Oscar: You're the bottom of the barrel, but I'm desperate. Wanda: Well, I'd love to help you, Oscar, but I was just going to staple my tongue. Hmm, staple my tongue, help Oscar. They're both so enjoyable.
Oscar (about Emma): I don't know what to get her. Wanda: Well, coming to the gas station was a great start. There's motor oil, antifreeze, two-liter bottles of pop ... Oscar: Oh, she likes pop. Wanda: Don't get her pop.
Hank: I stay trim by eating healthy. Davis: Oh yeah? What do you snack on? Hank: Well, I... just ate a pie. But I got a fast metabolism.
Oscar: Notice anything different about me? Wanda: Have I seen you in that green ball cap before?
Wanda: You don't think the spa's pleasant? Emma (sarcastically): Oh, yeah, total strangers touching me! It's more pleasant talking to you... no offence. Wanda: None taken.
Brent: All right, listen, don't let him talk you into any fancy extras. You don't need a whole bunch of... hang on! Lacey: What?
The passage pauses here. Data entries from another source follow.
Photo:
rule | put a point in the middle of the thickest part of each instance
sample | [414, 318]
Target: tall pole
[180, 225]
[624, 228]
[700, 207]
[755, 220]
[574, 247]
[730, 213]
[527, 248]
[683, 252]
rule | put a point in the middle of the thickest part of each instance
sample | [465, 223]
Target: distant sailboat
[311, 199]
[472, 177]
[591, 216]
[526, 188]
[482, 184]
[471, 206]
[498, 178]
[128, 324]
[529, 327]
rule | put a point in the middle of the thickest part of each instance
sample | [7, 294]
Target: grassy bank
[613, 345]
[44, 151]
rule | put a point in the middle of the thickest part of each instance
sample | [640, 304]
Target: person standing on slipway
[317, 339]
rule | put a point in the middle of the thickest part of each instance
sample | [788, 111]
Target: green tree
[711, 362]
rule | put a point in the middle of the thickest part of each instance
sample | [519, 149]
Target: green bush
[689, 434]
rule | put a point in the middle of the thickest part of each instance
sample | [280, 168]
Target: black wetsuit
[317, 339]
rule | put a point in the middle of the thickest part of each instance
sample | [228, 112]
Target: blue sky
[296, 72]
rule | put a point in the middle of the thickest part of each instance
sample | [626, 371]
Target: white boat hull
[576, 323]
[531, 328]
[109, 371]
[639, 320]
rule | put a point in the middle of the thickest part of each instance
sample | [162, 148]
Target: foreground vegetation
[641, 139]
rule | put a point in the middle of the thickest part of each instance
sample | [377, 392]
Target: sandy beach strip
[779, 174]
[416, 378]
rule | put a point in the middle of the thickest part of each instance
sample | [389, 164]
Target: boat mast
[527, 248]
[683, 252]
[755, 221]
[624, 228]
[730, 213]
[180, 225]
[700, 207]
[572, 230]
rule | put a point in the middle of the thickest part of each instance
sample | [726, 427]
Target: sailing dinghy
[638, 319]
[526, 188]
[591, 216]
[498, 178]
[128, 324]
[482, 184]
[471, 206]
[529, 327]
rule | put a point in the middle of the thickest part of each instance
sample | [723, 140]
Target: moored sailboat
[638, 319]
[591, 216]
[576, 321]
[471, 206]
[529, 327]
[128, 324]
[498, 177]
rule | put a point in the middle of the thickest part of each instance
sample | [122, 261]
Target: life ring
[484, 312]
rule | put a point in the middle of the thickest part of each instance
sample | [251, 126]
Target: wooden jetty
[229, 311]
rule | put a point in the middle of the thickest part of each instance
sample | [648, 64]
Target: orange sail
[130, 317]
Brent: Is my bum getting warm? Bill: It's the seat warmers! Brent: She'll take it!
Hank: You guys made a commitment. You gotta try and stick this fake marriage out. Lacey: We are not fake-married! Hank: Look, every fake relationship has its ups and downs. It's what you do during the down periods that defines your commitment. Brent: The fake reverend is right.
Hank: Hey, good work, Karen. Karen: This was a really good idea you had, Hank. Eating these muffins has really made me feel more energetic... especially 10 minutes after I eat them. Then I kinda crash... so I just eat another one!
Davis: Maybe after we eat a donut, we could reward ourselves with muffins.
Oscar: I need a woman's advice. Hank: I can give you a woman's advice. Oscar: I'll go with a woman. Hank: That's sexist.
Karen: Tomorrow I'll bring in some healthy snacks. Davis: How about plain donuts? Baby steps.
Davis: You never see anyone with a good yo-yo any more. Karen: You always start conversations as though we've been having a conversation. Davis: What? I'm just saying, you used to see yo-yos all the time, but now they're disappearing off the face of the earth. Karen: Yeah, Davis, they're like the rainforest.
Brent: Hey, look what I found at the gas station. (holds up a pair of sunglasses) Lacey: You're gonna keep 'em? Don't you have a Lost & Found? Brent: Well, I had one, but I lost it. Isn't that ironic... don't ya think? By adding the "don't ya think" onto the end of his last sentence, Brent is alluding to the popular Alanis Morissette song, Ironic (1995), in which the chorus asks the question, "isn't it ironic, don't ya think?"